Stop for a minute, and actually picture teaching a class. Unless you have forgotten to mention that your child is at private school, I'm guessing she's in a class of 25-30 kids with one teacher and maybe a TA (although maybe not, or maybe not all the time).
You say she "should not be measured or compared to anybody else", but when you are trying to teach 30 kids, if you can't measure what they know and compare it you just teach them the same. Imagine maths
We're going to teach 2+2=4 - four things happen as a result:
- Some children have no concept of numbers - they get muddled and frustrated because they don't get "2"
- Some know 2 and 2, but "+" and "=" baffles then and they get stuck
- Some know 2, pick up the concept of "+" and "=" quickly, and get there
- Some learnt 2+2=4 when they were 3 and are bored stiff for the whole lesson.

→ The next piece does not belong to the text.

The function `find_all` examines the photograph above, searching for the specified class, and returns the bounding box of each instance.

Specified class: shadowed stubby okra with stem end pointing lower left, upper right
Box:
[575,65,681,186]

Now, same lesson, but we start by comparing the children first. We compare those groups of children:
- the first group we know is going to struggle. In fact we know they are not ready to learn 2+2 = 4. So we set them up with a teaching assistant, paid for by the funding we get through most of them being on the SEN register, to learn what 2 is.

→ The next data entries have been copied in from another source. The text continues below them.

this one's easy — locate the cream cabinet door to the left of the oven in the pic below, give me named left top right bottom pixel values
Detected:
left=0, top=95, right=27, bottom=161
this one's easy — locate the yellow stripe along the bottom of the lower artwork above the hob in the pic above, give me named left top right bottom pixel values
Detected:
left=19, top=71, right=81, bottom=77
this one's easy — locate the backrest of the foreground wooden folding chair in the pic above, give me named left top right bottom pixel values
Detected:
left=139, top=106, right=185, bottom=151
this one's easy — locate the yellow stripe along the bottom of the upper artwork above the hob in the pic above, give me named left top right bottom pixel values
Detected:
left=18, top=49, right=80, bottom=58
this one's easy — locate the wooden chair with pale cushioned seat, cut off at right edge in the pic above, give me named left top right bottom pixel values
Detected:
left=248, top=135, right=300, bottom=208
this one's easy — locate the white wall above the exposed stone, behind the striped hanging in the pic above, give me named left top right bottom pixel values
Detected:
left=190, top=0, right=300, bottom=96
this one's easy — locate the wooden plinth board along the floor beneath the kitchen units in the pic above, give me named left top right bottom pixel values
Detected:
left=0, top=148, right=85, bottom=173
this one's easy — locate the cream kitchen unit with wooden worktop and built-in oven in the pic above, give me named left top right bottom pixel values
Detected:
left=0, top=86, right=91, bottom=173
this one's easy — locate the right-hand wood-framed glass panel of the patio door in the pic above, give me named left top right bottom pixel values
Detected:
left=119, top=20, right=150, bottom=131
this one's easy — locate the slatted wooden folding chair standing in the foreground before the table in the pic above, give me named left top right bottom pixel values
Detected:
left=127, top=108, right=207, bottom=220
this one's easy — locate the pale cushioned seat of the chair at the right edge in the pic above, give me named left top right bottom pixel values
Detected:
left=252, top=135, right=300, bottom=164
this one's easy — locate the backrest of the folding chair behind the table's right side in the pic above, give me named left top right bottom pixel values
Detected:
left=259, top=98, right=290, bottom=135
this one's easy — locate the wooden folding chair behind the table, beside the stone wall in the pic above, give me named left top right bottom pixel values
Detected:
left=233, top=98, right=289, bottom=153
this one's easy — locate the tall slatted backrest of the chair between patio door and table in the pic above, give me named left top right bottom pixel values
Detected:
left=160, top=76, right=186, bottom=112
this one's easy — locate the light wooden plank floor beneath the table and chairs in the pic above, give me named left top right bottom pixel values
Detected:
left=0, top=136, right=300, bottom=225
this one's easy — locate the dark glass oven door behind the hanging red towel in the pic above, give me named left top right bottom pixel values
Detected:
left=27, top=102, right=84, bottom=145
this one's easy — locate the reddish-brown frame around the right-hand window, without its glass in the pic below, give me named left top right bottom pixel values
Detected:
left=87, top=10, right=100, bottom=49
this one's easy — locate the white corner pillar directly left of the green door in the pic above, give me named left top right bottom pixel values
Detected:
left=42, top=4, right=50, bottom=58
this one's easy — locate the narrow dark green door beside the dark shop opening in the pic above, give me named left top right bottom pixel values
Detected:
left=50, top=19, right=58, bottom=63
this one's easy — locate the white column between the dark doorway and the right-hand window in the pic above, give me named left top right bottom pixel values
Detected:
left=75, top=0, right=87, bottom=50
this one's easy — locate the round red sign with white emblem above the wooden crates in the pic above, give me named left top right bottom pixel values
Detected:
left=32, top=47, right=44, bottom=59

- The second and third group are maybe taught together and get there with 2+2=4
- The fourth group are taught something else entirely.

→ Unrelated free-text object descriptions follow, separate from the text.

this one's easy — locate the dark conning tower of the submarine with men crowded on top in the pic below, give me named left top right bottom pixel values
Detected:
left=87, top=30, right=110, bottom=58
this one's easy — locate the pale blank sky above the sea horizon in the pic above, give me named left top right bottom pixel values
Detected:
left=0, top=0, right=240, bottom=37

Without any measuring or comparison, there are no groups. There are no different levels. There is one thing being taught and the only differentiation is by outcome - children who learn it, and children who don't. Without children being labelled as needing more help, there is no knowledge of support needs, and no money to employ extra staff. So all 30 kids get taught one thing by one teacher. Those in the first group try to learn as best they can and most probably most don't.
The fact is that if we don't measure & label and then use that labelling to generate money to get extra staff and resources, some kids are constantly being taught stuff they know, while others are being taught things that are too hard. Embrace the labelling, embrace the support and embrace the fact that your child is being helped and encouraged to fulfil their potential whatever that may be.